What Makes A Well Rounded BJJ Player?

With all of the specialization in sport BJJ competition, critics of the new champions of sport will often vocalize their disdain at a lack of being “well rounded.”  What do they mean by this, though?  Is there merit in being “well rounded” vs specializing in 2 or 3 areas of an infinitely complex game?

Here’s a list of seven things that make a jiu jitsu practitioner well rounded.

1.  Having options from all positions on the ground
No matter what your objectives, this one is an absolute must for anyone who wants to succeed in BJJ.  If you don’t have an answer for the most common positions, you are eventually going to end up there and be clueless, stuck like a deer in headlights.   So your deep half guard is sick?  Great.  What about your escape from knee on stomach?  Posture in the closed guard?

2.  Takedowns

Anyone  who has been following MMA for the last ten years or longer has noticed a marked change in the overall strategy of fighters.  There is a new style called “sprawl and brawl” that aims to keep the fight on the feet, specifically designed to avoid the ultra-basic BJJ takedown.  Without some additional judo or wrestling training, or without integrating regular takedown training into your game, you are neglecting a huge part of the puzzle:  how to get the fight where you are strongest.  In the grand scheme, it doesn’t matter if you are fantastic on the ground if you can’t bring the fight there.
Even if MMA holds no interest to you, without takedowns, you are severely limiting your options in sport BJJ as well.

3.  Being able to dominate position
This is one of the first things you should strive to understand when doing BJJ.  “Position before submission” is certainly great advice for anyone getting started in BJJ, but it’s also a mantra for winning fights- and for conserving energy when simply rolling.  Anyone who has ever spent five minutes trying to pass a really good guard knows how much more exhausting that can be than, say, maintaining side control or the mount for an equal amount of time.

4.  Being able to finish the match
If you have all of the other tools in your arsenal, but you lack the ability to finish anyone consistently, your deck of cards is simply not complete.  If you finish a fight or match, you have already won.  No matter how much you dominate the positions, the fight simply isn’t over yet, and your opponent always has a chance of coming back and beating you.  Self defense training values the submission very highly for obvious reasons as well; being able to put an attacker to sleep or break a limb when your life or personal well being is threatened is paramount.

5.  Great defense
Often overlooked by the novice jiu jitsu practitioner (in favor of more “flashy” moves), defense and survival are cornerstones of any martial artist’s toolbox.  If your defensive posture isn’t fully developed, it’s only going to take one opportunity for your opponent to make you submit.  You can bet that your opponents will have those opportunities, too, especially in the highly specialized field of sport BJJ.

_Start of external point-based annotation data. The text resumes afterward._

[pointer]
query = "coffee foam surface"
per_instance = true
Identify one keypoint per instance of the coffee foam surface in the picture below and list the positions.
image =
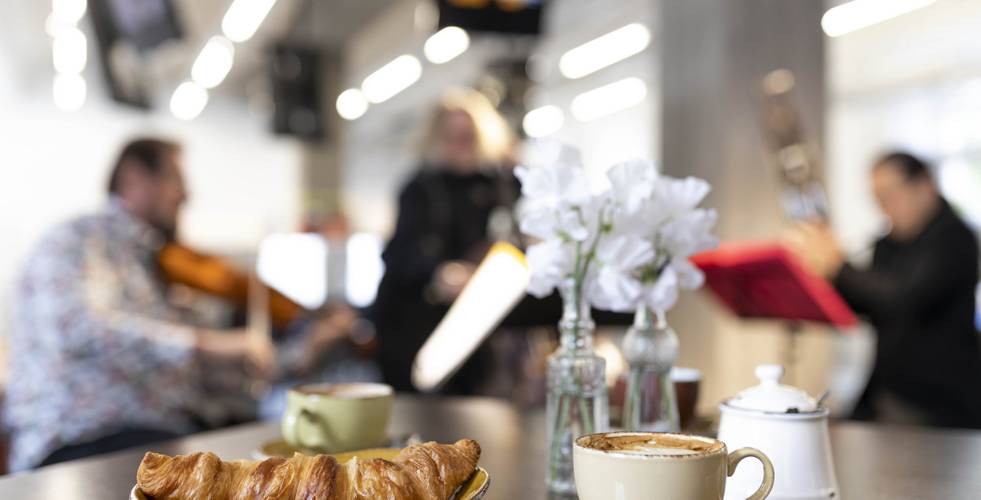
(647, 444)
(345, 390)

6.  Training proficiently in both gi and no-gi
Check out this article that discusses the merits of training with the gi for more information, or this one, about no-gi training.  Whether you’re interested in BJJ purely for self defense, or whether you want to be a sport champion in the gi, you need to have both in order to be truly well rounded.

7.  Understanding the self defense aspect as well as the sport
This article has alluded to the self defense aspect of BJJ in many instances.  Being able to truly utilize jiu jitsu when it really counts builds confidence and actually might save your life one day, but what about the importance of sport BJJ?  Sport BJJ allows you to train at very close to 100% intensity against someone who is resisting your techniques.  Not only will you quickly learn what works and what doesn’t, you’ll also be challenged mentally to come up with innovative solutions to the problems your training partners present to you.

If you didn’t mentally check off all seven items above, don’t fret- there is plenty of time to improve your skill set.  You also will surely want to take my advice with a grain of salt, and improve upon the list as it pertains to you in particular.   Enjoy your training and your quest for self-improvement on the mats!